Earthwork, Curraghturk, Co. Limerick
Co. Limerick |
Ritual/Ceremonial
A low, roughly oval rise in a wet field near the Limerick village of Ballylanders is one of those features that has been quietly disappearing from the Irish landscape, apparently within living memory.
What was once a legible earthwork, defined by a scarp and measuring approximately 35 metres on its longest axis, seems to have vanished between one satellite photograph and the next. The Digital Globe orthoimage taken sometime between 2011 and 2013 shows it clearly, as does a Google Earth image from September 2019. By June 2021, according to the record compiled by Martin Fitzpatrick, no surface remains were visible at all. That kind of documented erasure, spanning less than a decade of aerial imagery, is precisely the sort of quiet loss that makes sites like this worth noting.
The earthwork sits in wet pasture at the edge of a conifer plantation in the townland of Curraghturk, about 40 metres south of a stream that also serves as the boundary with the neighbouring townland of Ballylanders. A scarp, which is essentially a natural or man-made slope marking the edge of a raised area, defined the monument's outline. Its dimensions, roughly 35 metres northwest to southeast and 20 metres northeast to southwest, are consistent with a small enclosure, and indeed a separate enclosure monument lies about 200 metres to the northeast. What the earthwork originally was, whether a ringfort, a field enclosure, or something else, is not recorded in the available notes. What is clear is that it was not considered significant enough to be mapped during the first Ordnance Survey of Ireland in 1840, but it does appear on the revised 25-inch edition of 1897, suggesting it was at least recognisable as a raised feature in the Victorian period.

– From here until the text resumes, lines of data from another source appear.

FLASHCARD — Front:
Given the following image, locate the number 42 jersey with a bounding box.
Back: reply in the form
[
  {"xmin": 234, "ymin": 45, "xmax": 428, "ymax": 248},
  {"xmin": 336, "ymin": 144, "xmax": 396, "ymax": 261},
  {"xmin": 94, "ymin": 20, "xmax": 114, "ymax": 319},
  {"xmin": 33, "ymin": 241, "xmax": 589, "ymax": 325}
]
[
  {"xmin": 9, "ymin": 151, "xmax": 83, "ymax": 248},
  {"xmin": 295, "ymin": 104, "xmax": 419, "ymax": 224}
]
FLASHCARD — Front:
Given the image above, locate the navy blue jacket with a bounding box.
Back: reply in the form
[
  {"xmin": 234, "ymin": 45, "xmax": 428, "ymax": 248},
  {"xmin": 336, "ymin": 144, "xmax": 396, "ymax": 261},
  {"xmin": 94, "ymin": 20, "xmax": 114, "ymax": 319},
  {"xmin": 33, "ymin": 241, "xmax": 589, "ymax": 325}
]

The site is not accessible as a visitor destination in any formal sense, and given that recent satellite imagery suggests nothing survives above ground, there would be little to see on a visit today. The interest here is as much archival as physical. Anyone researching the area would find the 1897 Ordnance Survey 25-inch map a useful starting point for locating the approximate position, and the townland boundary stream, running just to the north, provides a practical landmark. The eastern side of the monument was already compromised by a field boundary running northwest to southeast before it disappeared entirely, a reminder that even modest earthworks face steady pressure from agricultural change and drainage works in low-lying, wet ground like this.